The pre-holiday bathing of children in a respectable city family is suddenly cut short when the nanny grabs an axe and beheads one of the girls. The ending of the story is just as abrupt – after a series of sudden deaths, the play is simply left without any characters. Such is the plot of a prominent Russian absurdist Alexander Vvedensky, offered to the audience by the creative team of director Jonas Vaitkus.
In this irrational play, the spirit of waiting for wondrous Christmas reigns, while the characters, relegated to caricatures, flounder and suffer. At the same time, the ensuing bedlam of alogisms, naivety and horror becomes a source of certain sacrality.
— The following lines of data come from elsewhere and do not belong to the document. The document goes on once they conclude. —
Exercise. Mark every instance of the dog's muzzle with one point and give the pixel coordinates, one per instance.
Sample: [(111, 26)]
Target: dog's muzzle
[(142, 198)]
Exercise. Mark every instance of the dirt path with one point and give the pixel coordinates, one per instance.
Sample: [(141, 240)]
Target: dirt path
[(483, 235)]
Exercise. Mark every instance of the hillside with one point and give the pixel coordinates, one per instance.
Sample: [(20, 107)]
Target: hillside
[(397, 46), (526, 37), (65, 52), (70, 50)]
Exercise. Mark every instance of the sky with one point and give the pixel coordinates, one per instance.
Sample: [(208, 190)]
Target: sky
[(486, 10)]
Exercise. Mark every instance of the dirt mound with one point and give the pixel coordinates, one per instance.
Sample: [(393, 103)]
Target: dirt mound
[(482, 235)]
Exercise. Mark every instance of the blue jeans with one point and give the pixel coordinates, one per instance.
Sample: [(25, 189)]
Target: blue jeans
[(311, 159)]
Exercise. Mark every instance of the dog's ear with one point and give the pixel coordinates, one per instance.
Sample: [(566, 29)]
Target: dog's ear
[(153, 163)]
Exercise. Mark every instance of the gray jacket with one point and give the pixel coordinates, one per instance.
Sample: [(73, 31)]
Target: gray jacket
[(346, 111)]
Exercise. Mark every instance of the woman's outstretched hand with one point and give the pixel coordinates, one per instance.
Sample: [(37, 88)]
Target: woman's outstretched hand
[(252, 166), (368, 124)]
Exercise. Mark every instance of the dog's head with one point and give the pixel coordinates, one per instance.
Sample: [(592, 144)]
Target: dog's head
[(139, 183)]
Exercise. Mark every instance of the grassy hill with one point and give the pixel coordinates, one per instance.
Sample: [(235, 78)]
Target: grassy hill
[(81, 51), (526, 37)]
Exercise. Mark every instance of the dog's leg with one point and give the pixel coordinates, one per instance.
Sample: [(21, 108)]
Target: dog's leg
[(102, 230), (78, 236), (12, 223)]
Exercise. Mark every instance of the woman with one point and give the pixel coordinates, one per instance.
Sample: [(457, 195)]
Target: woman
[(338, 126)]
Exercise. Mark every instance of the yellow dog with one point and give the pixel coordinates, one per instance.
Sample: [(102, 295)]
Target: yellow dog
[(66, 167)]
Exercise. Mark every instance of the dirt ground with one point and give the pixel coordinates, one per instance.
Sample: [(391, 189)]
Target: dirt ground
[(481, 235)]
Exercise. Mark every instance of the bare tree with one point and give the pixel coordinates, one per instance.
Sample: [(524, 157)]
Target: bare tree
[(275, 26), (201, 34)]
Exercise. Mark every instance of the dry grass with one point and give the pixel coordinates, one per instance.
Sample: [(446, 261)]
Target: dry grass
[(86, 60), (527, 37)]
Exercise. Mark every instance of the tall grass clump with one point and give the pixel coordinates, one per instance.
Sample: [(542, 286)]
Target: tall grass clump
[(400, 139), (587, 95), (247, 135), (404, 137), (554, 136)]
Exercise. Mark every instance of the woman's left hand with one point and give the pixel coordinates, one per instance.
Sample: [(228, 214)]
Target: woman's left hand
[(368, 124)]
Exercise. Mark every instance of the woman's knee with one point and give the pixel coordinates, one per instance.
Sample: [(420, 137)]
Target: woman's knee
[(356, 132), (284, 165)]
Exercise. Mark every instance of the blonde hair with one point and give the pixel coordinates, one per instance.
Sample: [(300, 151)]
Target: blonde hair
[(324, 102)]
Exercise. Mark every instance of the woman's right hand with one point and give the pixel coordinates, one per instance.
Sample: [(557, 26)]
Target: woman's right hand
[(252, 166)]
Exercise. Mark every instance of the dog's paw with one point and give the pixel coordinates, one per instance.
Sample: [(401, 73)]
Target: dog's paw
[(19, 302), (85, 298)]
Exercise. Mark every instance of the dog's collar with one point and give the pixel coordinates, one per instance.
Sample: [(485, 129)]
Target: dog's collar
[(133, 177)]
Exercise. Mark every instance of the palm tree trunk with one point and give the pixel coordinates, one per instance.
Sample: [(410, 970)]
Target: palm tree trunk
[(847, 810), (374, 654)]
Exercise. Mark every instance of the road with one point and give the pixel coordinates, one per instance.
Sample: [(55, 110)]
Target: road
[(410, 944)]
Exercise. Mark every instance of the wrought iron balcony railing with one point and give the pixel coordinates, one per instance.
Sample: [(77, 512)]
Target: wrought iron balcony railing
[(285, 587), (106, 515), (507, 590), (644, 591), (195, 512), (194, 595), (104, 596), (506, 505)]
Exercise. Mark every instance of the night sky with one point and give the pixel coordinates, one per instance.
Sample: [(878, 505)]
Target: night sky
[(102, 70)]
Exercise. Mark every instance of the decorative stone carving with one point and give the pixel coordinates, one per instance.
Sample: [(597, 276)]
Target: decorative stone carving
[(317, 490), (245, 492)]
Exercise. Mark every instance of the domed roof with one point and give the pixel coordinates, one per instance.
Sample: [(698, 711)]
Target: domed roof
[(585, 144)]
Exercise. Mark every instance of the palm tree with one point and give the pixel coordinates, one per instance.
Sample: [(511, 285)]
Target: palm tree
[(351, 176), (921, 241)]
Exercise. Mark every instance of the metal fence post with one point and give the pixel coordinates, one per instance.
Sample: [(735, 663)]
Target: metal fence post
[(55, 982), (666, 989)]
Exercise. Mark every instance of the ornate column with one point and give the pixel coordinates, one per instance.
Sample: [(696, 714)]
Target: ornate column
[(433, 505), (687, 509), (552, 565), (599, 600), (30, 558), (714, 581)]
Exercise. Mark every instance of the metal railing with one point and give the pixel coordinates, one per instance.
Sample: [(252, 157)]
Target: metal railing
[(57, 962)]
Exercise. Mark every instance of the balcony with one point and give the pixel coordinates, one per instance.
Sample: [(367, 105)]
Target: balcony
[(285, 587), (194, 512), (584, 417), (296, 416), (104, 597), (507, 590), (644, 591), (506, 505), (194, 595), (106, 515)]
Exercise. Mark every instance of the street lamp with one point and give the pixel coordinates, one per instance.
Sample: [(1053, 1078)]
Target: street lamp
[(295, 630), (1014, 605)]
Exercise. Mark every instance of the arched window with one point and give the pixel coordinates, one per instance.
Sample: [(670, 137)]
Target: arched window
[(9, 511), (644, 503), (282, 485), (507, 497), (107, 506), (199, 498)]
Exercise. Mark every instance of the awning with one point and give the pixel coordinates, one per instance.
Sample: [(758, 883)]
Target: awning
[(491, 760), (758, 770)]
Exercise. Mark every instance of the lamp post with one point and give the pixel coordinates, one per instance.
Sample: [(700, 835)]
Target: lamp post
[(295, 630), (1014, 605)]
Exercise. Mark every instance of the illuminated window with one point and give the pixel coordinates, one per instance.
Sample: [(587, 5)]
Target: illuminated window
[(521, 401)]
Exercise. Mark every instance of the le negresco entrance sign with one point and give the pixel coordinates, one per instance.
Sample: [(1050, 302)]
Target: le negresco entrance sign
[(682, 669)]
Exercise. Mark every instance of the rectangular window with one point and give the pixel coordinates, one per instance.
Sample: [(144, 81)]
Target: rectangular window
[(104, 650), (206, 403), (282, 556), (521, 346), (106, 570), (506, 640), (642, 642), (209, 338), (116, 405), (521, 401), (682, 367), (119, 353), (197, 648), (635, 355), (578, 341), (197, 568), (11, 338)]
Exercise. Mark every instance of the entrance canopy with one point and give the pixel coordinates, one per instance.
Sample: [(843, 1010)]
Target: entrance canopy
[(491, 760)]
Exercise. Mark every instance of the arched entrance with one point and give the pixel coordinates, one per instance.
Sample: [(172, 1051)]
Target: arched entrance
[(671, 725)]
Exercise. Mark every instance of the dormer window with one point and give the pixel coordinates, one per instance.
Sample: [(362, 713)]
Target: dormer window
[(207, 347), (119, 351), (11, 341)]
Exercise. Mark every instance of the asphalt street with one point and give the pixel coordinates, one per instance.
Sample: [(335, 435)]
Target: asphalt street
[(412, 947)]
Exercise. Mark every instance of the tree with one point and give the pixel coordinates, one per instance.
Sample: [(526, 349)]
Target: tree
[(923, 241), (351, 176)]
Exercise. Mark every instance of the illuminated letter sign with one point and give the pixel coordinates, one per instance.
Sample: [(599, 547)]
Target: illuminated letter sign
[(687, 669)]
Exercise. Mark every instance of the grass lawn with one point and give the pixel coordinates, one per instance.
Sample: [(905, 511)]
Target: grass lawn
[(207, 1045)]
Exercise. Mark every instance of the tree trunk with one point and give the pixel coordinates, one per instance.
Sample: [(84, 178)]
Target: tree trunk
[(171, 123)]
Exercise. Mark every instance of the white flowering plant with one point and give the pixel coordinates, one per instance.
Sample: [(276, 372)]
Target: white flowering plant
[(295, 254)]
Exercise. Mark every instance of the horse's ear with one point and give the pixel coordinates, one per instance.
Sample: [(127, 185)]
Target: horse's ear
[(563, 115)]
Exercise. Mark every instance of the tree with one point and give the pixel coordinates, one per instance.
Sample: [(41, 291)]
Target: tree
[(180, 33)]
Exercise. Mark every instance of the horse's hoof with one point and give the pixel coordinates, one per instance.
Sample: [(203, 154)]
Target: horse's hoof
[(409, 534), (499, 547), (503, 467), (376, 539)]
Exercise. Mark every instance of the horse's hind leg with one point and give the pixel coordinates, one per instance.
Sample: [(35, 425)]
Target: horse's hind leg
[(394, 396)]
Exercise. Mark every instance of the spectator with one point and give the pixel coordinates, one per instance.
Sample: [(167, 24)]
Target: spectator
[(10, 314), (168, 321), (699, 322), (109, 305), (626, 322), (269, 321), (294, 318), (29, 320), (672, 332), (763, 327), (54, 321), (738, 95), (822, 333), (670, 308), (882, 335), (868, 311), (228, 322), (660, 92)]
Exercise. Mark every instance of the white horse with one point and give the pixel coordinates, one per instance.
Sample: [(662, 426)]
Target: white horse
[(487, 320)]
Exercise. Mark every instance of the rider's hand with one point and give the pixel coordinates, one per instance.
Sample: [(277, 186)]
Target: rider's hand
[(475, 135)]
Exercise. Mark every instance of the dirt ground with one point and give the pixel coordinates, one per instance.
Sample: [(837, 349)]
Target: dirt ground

This is a paradoxical fusion of poetry, metaphysics and linguistic artistry, where the subconscious is more significant than the conscious, and the fragmentary – more expressive than the whole.
The musical production is performed by fifty actors, led on stage by conductors Vytautas Lukočius and Nelė Kovalenkaitė.
“Vaitkus’s art no longer fits into any kind of cultural boundaries,” writes theatre critic Daiva Šabasevičienė.
“This time, Vaitkus concretises his global idiocy manifesto, which he has signed many times over,” thinks theatre critic Šarūnė Trinkūnaitė.
“This style, this synthetic and solemnly tragic action, this half-opera and half-performance meets precisely the needs of the times: how to combine avant-garde with showmanship without lapsing into a comfortable relationship with the audience,” writes Russian theatre critic Pavel Rudnev.